Meyer probability 3.37 problem question

meyer probability

Any one has solved the 3.37 problem of the meyer probability and application, it says like this :

3.37 you have n baskets, each one has w white balls and b black balls, if you take out a ball in the firts basket and put in the second basket, and take out a ball of the second basket and put in the third basket, and so on until the n basket.

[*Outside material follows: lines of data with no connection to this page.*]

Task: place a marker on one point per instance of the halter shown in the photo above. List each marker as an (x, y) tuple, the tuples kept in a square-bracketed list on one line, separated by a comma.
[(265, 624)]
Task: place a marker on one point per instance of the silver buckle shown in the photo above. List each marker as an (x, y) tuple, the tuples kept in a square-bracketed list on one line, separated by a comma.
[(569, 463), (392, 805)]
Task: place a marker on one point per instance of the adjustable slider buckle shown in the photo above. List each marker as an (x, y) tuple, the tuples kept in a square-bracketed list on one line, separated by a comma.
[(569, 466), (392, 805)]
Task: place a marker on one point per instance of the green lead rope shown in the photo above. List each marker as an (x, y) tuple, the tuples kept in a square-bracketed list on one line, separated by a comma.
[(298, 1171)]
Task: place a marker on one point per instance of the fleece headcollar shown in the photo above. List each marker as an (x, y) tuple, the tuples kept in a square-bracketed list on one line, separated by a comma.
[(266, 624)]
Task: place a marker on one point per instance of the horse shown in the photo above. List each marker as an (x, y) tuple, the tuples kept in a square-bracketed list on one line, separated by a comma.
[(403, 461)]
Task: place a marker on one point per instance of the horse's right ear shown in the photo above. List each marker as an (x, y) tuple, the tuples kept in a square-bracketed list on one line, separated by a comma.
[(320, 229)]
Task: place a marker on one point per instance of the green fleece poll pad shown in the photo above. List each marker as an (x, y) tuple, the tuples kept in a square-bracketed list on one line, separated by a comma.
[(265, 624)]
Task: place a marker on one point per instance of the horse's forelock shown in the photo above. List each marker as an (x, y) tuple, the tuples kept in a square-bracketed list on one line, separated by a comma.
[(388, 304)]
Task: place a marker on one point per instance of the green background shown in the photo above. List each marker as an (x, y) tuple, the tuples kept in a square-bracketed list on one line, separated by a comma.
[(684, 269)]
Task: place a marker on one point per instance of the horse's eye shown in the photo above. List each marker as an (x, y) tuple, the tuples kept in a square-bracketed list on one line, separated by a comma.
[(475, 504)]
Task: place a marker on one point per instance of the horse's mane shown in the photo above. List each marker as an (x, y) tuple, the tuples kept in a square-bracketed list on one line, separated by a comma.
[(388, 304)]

What is the probability of take out a white ball in the n basket, if in the first basket you take out a white ball.

Hi snaider!
Following is the solution.

Let P[k] = Probability of taking a white ball from k-th basket
So, 1 - P[k] = Probability of taking no white ball from k-th basket

So,
P[k] = P{a white ball taken from (k-1)-th basket AND then a white ball taken from k-th basket} OR P{no white ball taken from (k-1)-th basket AND then a white ball taken from k-th basket}

So,
P[k] = (P{a white ball taken from (k-1)-th basket}*P'{white}) + (P{no white ball taken from (k-1)-th basket}*P"{white})

So,
P[k] = P[k-1]* {(w+1)/(w+1+b)} + (1 - P[k-1])*{w/(w+b+1)}

P[k] = (w + P[k-1])/(w+b+1), after simplification.

And, P[1] = (w)/(w+b).


So, P[2] = {w + (w)/(w+b)}/(w+b+1)

= (w)/(w+b)

and so on ...

So, P[n] = (w)/(w+b). : ANSWER.

The result according to the book is :


P=[w/(w+b)]+[b/[(w+b)*(w+b+1)**n-1]]

** exponent

In the result you give, you did not realize that you put a extra ball in each basket, so the total balls are w+b+1, and also that this is conditional probability.